The Shanghai Composite and the Shenzhen Component both jumped 1.9% by 10:30 PM ET (02:30 GMT). Hong Kong’s Hang Seng Index was up 0.8%.
The gains came after state-owned news agency Xinhua cited a cabinet document and said local governments should use proceeds from special bonds to invest in major projects including highways, gas and power supply and railways.
That would help “increase effective investment, improve economic structure, stabilise aggregate demand and maintain sustained and healthy economic development”, Xinhua said.
“On the basis of increasing the size of special bonds by a big margin, we should strengthen macro-policy coordination and maintain reasonable and sufficient market liquidity.”
China Railway (HK:0390) soared nearly 7% following the report, while China Railway Construction (HK:1186) and China Communications Construction (HK:1800) jumped 6% and 5% respectively.
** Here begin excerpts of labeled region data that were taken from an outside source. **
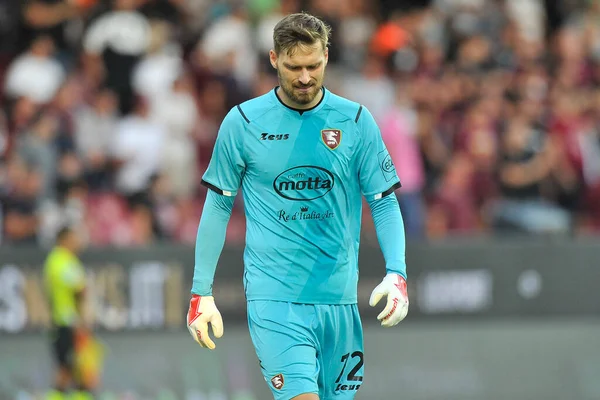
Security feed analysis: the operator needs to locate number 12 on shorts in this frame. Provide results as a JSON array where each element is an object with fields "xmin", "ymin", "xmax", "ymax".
[{"xmin": 335, "ymin": 351, "xmax": 364, "ymax": 392}]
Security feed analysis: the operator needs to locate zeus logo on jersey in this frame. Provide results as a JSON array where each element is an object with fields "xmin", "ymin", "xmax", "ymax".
[
  {"xmin": 273, "ymin": 165, "xmax": 335, "ymax": 201},
  {"xmin": 377, "ymin": 150, "xmax": 396, "ymax": 182},
  {"xmin": 260, "ymin": 132, "xmax": 290, "ymax": 140}
]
On the Sino-U.S. trade front, U.S. President Donald Trump said China is “going to make a deal because they’re going to have to make a deal.”
“The China deal is going to work out. You know why? Because of tariffs,” Trump told CNBC in an interview. “Right now, China is getting absolutely decimated by companies that are leaving China, going to other countries, including our own, because they don’t want to pay the tariffs.”
Separately, the President told reporters at the White House that Washington would slap more tariffs on Chinese goods if his Chinese counter Xi Jinping does not attend the upcoming G-20 meeting.
“We’ve never gotten 10 cents from China and now we’re getting a lot of money from China,” the President said.
Elsewhere in Asia, Japan’s Nikkei 225 traded 0.4% higher. South Korea’s KOSPI climbed 0.3%.
Down under, Australia’s ASX 200 jumped 1.3%, boosted by the Xinhua report. Australia is China’s largest two-way trading partner.